Aside from Bach, Brahms and Jazz, there is very little music I like
now that I found difficult initially.  When I heard Penderecki's Second
String Quartet, well before that composer's postmodern turn, I found it
exciting, if impenetrable and, I confess, in part because it appeared
to have a kind of impenetrability approaching chaos (Just a personal
reaction; I am not suggesting that that is what the composer intended.)

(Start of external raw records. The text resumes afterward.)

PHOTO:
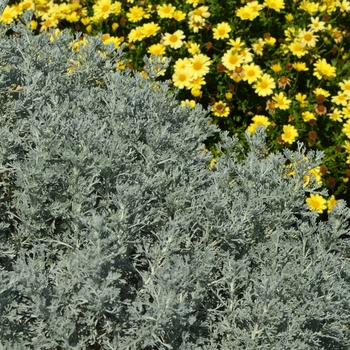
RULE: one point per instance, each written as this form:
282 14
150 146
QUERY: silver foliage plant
116 235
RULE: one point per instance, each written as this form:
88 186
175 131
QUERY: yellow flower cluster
262 67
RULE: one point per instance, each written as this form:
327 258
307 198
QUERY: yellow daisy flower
179 15
220 109
346 112
300 66
336 115
316 25
316 202
276 67
194 48
297 48
237 44
290 133
150 29
104 8
199 13
281 101
265 85
252 72
197 83
308 38
174 40
307 116
221 31
182 78
324 69
136 14
166 10
258 120
136 34
199 65
340 99
276 5
320 91
301 98
231 59
156 49
247 13
182 63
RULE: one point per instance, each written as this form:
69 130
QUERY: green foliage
116 235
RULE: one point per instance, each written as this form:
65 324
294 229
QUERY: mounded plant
116 234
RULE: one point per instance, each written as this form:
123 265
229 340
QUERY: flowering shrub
280 64
115 234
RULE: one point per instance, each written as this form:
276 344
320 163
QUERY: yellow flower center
233 59
308 37
315 204
220 107
264 84
173 38
197 65
105 8
182 77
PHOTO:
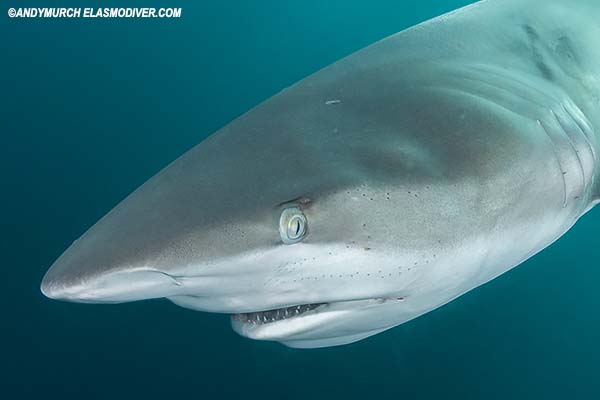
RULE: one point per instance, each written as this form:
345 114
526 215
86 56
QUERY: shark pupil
292 225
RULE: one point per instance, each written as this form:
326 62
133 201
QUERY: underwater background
90 109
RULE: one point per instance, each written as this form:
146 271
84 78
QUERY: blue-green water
91 109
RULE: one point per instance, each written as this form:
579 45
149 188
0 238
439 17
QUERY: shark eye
292 225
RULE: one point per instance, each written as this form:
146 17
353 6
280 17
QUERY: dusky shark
373 191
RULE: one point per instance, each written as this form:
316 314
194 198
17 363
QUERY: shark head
287 219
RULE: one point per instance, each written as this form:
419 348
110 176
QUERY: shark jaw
305 326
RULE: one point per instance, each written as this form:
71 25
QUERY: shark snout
112 286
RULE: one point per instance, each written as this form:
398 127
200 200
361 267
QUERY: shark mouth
279 314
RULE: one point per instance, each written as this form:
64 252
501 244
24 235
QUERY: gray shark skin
421 167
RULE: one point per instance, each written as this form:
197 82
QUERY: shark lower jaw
312 325
276 315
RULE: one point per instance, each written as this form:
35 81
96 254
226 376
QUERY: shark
374 190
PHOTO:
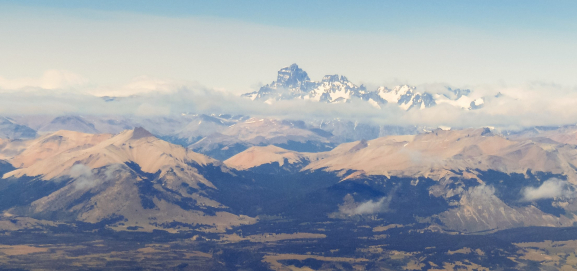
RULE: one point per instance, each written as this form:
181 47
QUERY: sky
237 46
198 56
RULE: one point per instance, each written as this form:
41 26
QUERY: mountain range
423 196
294 83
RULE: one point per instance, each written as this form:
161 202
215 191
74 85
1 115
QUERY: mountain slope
132 179
294 83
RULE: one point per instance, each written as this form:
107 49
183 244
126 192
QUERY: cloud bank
534 104
552 188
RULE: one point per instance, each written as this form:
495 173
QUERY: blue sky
238 45
489 15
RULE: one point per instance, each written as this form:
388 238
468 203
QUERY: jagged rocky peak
294 83
140 132
335 78
291 76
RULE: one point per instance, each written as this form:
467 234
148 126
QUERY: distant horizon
237 47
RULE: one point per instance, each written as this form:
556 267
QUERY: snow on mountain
294 83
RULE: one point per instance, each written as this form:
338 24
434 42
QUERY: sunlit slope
437 153
132 177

When I heard an early performance of Hovhaness' Floating World, which
contains a passage in which the orchestral musicians are instructed to
improvise at random, the result truly is chaotic, but the audience
responded favorably to the conductor's suggestion that he play the work
again as an encore at the end of the concert.  It probably helped that
we were told what to expect, and that it was the heyday of the avant-garde,
which celebrated the new and different for its own sake.

If I like a piece of music initially, I generally like it more after
repeated hearings.  If I find a piece repellent--music by Ades, for
instance--I am not generally inclined to give it a lot of time to try
to make a breakthrough with it; there is too much other music to hear.
As I have an extremely large personal repertoire, I don't think this
is narrow of me--and I am open to the possibility of changing my mind.
My mood or the season makes a difference regarding what kinds of music
I will enjoy on a particular occasion, but not in my overall reaction
to its appeal or acceptability to me as music

Some composers are happy to have their music more "challenging" than
"accessible" to audiences, even a composer as acceptable to audiences
as Jennifer Higdon, whose Concerto for Orchestra had such a sensational
reception.  There is an interesting ten minute conversation among the
British composers Gregson, Hoddinott and McCabe on a CD recording of
their concertos for orchestra, in which they appear to be in agreement
about this.  Personally, I do not find the music of any of these composers
particularly difficult, even on first hearing.